# Flex question on delivery locations!



## Tiightclipse (Sep 30, 2016)

so I am at the where do you want to deliver portion on the app and before on the sign up page on the website where it says where deliverys are available it says springfield va which is close to where I live.. (I live in Virginia) Now when I go to find that it just says northern va/southern Maryland which is a lot diff because Maryland is obviously too far away for me.. So should I hit the northern va/southern md one or just hit the my city isn't listed here part? And do they send you to warehouses near where you live? Like by location scanning? Or like before you take a block does it tell you where you are going to go? Just don't wanna mess up! Thanks everybody!


----------



## Shangsta (Aug 15, 2016)

It may be that they have not opened the location near you yet, I would put the my location is not listed. 

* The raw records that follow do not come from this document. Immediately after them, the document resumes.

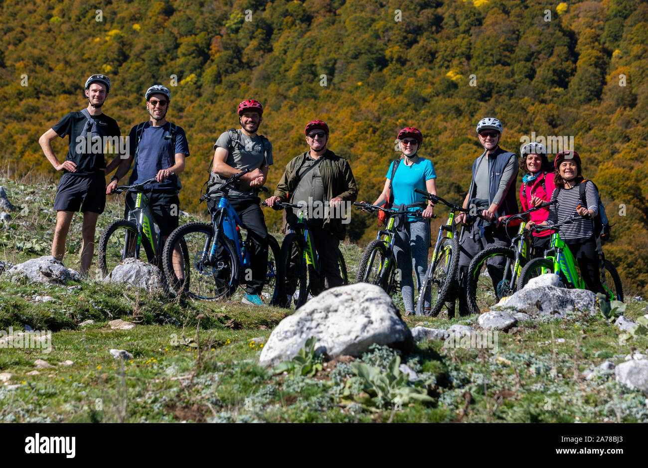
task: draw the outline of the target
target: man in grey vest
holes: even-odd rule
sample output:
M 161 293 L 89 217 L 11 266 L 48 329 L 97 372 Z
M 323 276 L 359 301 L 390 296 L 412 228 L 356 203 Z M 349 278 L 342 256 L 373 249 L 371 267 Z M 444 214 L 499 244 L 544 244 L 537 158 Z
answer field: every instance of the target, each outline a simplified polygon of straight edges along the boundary
M 482 119 L 477 124 L 484 152 L 472 163 L 470 188 L 463 200 L 463 207 L 481 212 L 483 218 L 468 219 L 465 213 L 455 218 L 457 224 L 469 221 L 459 240 L 458 294 L 461 315 L 469 313 L 465 292 L 470 261 L 489 247 L 508 247 L 511 240 L 503 227 L 497 226 L 497 220 L 519 212 L 515 190 L 518 158 L 514 153 L 500 148 L 502 130 L 502 123 L 493 117 Z M 503 275 L 503 261 L 487 267 L 493 284 L 498 284 Z
M 86 80 L 84 90 L 87 107 L 70 112 L 45 132 L 38 139 L 47 160 L 56 170 L 63 172 L 56 189 L 54 209 L 56 228 L 52 240 L 52 255 L 63 261 L 65 239 L 75 211 L 83 213 L 81 245 L 81 274 L 87 275 L 95 253 L 97 219 L 106 207 L 105 139 L 121 136 L 114 119 L 103 113 L 103 106 L 110 92 L 110 79 L 104 75 L 93 75 Z M 63 163 L 52 148 L 56 137 L 67 135 L 67 155 Z
M 246 99 L 238 104 L 238 122 L 241 128 L 221 134 L 214 144 L 214 160 L 207 184 L 209 191 L 226 179 L 244 169 L 250 169 L 241 176 L 238 185 L 229 191 L 227 201 L 238 215 L 241 224 L 248 230 L 251 240 L 250 263 L 251 281 L 247 282 L 247 294 L 244 304 L 265 305 L 261 290 L 268 269 L 268 229 L 263 212 L 259 205 L 258 193 L 268 177 L 272 164 L 272 145 L 262 135 L 257 135 L 263 120 L 263 107 L 254 99 Z M 220 198 L 208 200 L 210 209 L 218 207 Z

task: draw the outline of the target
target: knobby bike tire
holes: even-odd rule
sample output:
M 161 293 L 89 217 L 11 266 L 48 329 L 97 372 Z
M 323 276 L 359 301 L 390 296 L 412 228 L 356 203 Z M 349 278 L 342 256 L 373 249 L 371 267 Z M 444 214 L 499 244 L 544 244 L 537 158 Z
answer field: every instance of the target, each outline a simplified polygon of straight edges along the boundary
M 611 290 L 612 294 L 614 295 L 614 299 L 617 301 L 623 301 L 623 287 L 621 284 L 621 278 L 619 277 L 619 273 L 616 271 L 616 268 L 614 268 L 614 265 L 612 264 L 609 260 L 603 261 L 603 264 L 605 266 L 605 272 L 607 274 L 603 277 L 603 287 L 607 287 Z M 608 285 L 609 279 L 612 280 L 612 285 L 614 285 L 614 289 Z
M 522 271 L 520 273 L 520 279 L 518 281 L 518 290 L 526 286 L 526 284 L 533 278 L 540 276 L 543 273 L 546 273 L 545 270 L 548 270 L 550 272 L 555 272 L 553 271 L 553 261 L 549 259 L 533 259 L 533 260 L 529 260 L 529 263 L 526 264 L 526 266 L 522 268 Z
M 483 269 L 487 271 L 487 262 L 489 260 L 501 257 L 510 260 L 507 270 L 504 272 L 503 277 L 497 285 L 494 285 L 490 274 L 484 279 Z M 500 301 L 503 297 L 513 292 L 510 290 L 511 280 L 513 278 L 513 263 L 515 254 L 509 247 L 489 247 L 475 255 L 468 266 L 468 287 L 466 290 L 466 300 L 470 314 L 481 314 L 487 309 Z
M 441 246 L 434 270 L 432 264 L 428 267 L 419 292 L 416 314 L 424 315 L 425 298 L 430 293 L 429 315 L 439 315 L 450 292 L 450 285 L 459 270 L 459 242 L 457 239 L 446 239 Z
M 211 265 L 205 244 L 209 250 L 213 238 L 211 225 L 192 222 L 176 228 L 167 239 L 163 253 L 165 273 L 172 279 L 170 285 L 178 294 L 193 299 L 214 299 L 229 298 L 236 291 L 241 266 L 234 242 L 222 235 L 219 242 L 223 246 L 222 258 L 216 260 L 216 265 Z M 181 246 L 182 254 L 182 281 L 176 276 L 173 261 L 176 244 Z
M 119 233 L 120 231 L 123 233 Z M 117 235 L 113 235 L 115 233 Z M 98 264 L 99 271 L 105 277 L 111 273 L 115 266 L 124 259 L 134 257 L 135 245 L 137 237 L 137 228 L 135 223 L 125 219 L 118 219 L 108 224 L 99 239 Z M 133 244 L 130 252 L 124 255 L 126 243 Z
M 297 233 L 290 233 L 284 239 L 281 244 L 281 252 L 279 258 L 283 263 L 284 274 L 284 296 L 290 294 L 292 284 L 295 285 L 295 290 L 290 299 L 283 301 L 280 298 L 279 303 L 283 303 L 286 308 L 290 308 L 290 303 L 294 302 L 295 309 L 299 309 L 305 303 L 308 296 L 308 278 L 306 261 L 304 259 L 304 249 L 306 242 L 303 237 Z M 288 283 L 291 285 L 289 286 Z M 295 293 L 298 296 L 295 297 Z
M 356 283 L 369 283 L 386 289 L 388 283 L 385 275 L 378 275 L 378 269 L 388 257 L 387 246 L 380 239 L 374 239 L 369 243 L 358 267 Z

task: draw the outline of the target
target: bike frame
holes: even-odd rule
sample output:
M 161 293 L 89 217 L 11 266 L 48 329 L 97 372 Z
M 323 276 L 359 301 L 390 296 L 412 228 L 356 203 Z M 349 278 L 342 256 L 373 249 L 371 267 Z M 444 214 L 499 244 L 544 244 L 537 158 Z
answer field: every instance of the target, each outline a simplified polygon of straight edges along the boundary
M 151 222 L 152 218 L 153 213 L 148 207 L 148 199 L 143 192 L 138 191 L 135 208 L 128 212 L 127 218 L 129 221 L 133 221 L 137 227 L 137 237 L 135 246 L 135 255 L 137 258 L 139 258 L 139 250 L 142 246 L 143 239 L 148 241 L 156 256 L 157 256 L 161 250 L 160 248 L 161 246 L 159 245 L 159 240 L 161 239 L 161 237 L 158 238 L 157 232 L 153 228 L 153 223 Z M 126 249 L 128 248 L 128 243 L 125 242 L 124 245 L 124 256 L 126 254 Z

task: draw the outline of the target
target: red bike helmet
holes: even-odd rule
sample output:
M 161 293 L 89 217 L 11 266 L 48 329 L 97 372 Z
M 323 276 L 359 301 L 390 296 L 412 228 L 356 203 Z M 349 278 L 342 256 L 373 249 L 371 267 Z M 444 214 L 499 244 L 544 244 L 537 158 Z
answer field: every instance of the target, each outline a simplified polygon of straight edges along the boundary
M 259 115 L 263 115 L 263 106 L 258 100 L 246 99 L 238 104 L 238 116 L 247 111 L 253 110 L 259 112 Z
M 329 135 L 329 126 L 327 125 L 326 122 L 323 122 L 322 121 L 310 121 L 306 125 L 306 128 L 304 129 L 304 134 L 308 135 L 308 132 L 315 128 L 319 128 L 324 130 L 324 133 Z
M 557 169 L 558 167 L 561 165 L 561 163 L 565 159 L 573 159 L 579 169 L 581 167 L 581 157 L 578 156 L 578 153 L 575 151 L 561 151 L 556 155 L 556 159 L 553 161 L 553 167 Z
M 421 130 L 418 128 L 414 128 L 413 127 L 405 127 L 402 130 L 399 132 L 399 135 L 397 137 L 399 140 L 402 140 L 405 137 L 412 137 L 414 139 L 419 142 L 419 148 L 423 143 L 423 134 L 421 133 Z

Once you pick a location that is it, so you were smart, you didnt want to get stuck driving too far. That would cut into any amount of income you made.


----------



## Tiightclipse (Sep 30, 2016)

So you think if I were to click the my location is not on here they would cancel me out? I mean technically springfield is part of northern va but that's such a big spot and not too specific as it was on the website.. I just don't wanna get cancelled out


----------



## Shangsta (Aug 15, 2016)

Tiightclipse said:


> So you think if I were to click the my location is not on here they would cancel me out? I mean technically springfield is part of northern va but that's such a big spot and not too specific as it was on the website.. I just don't wanna get cancelled out


Well you can always pick a specific warehouse after you pick you region so if you click northern virginia you can see if it offers you one closeby.


----------



## CarmenFlexDriver (Jun 21, 2016)

Tiightclipse said:


> So you think if I were to click the my location is not on here they would cancel me out? I mean technically springfield is part of northern va but that's such a big spot and not too specific as it was on the website.. I just don't wanna get cancelled out


 That shouldn't happen. You can probably choose the closest option and see if you can identify the actual location address. Probably someone here who delivers in that area can tell you the actual locations and their code name. Ours is DMI2.
If you choose the wrong location there is a way to get to another location by clearing the app data and restarting. Just don't setup your schedule hours or accept any blocks until you're sure. Once you do that you're locked in to the chosen location.

Here's a page with some locations and addresses for reference: 
http://www.mwpvl.com/html/amazon_com.html


----------



## Tiightclipse (Sep 30, 2016)

Ah that's the perfect answer I was looking for! So just to clarify, say a block pops up. Does it tell you before you accept it where the warehouse is located?


----------



## CarmenFlexDriver (Jun 21, 2016)

Tiightclipse said:


> Ah that's the perfect answer I was looking for! So just to clarify, say a block pops up. Does it tell you before you accept it where the warehouse is located?


 Well it's best to try to find out via the selection what the code name is. From there you can then find the address. The problem is you may or may not have time to look and see where it is. I do believe it shows a map and a gps dot where the warehouse is? Maybe someone else can verify? But at our location things happen so fast I don't even look at that, I have to grab a time and accept within seconds or all blocks are gone. 
If you accept that block you're locked in no matter what.


----------



## DaniqueNice (Sep 20, 2016)

Tiightclipse said:


> so I am at the where do you want to deliver portion on the app and before on the sign up page on the website where it says where deliverys are available it says springfield va which is close to where I live.. (I live in Virginia) Now when I go to find that it just says northern va/southern Maryland which is a lot diff because Maryland is obviously too far away for me.. So should I hit the northern va/southern md one or just hit the my city isn't listed here part? And do they send you to warehouses near where you live? Like by location scanning? Or like before you take a block does it tell you where you are going to go? Just don't wanna mess up! Thanks everybody!


Northern Virginia/Southern Maryland is the Springfield VA warehouse... UVA1


----------



## gaj (Nov 11, 2014)

As far as I know, once you select a specific warehouse, you are locked into that warehouse.... so all future pickups will be there.

Maybe this is different in different markets?

g


----------



## Shangsta (Aug 15, 2016)

gaj said:


> As far as I know, once you select a specific warehouse, you are locked into that warehouse.... so all future pickups will be there.
> 
> Maybe this is different in different markets?
> 
> g


You can change it by resetting the app up until your first delivery.


----------



## Uber48208 (May 4, 2016)

What if a different Warehouse opens up in your Market later on?


----------



## Shangsta (Aug 15, 2016)

Uber48208 said:


> What if a different Warehouse opens up in your Market later on?


Yeah they opened a prime now in city I was sad. They recruit new people.


----------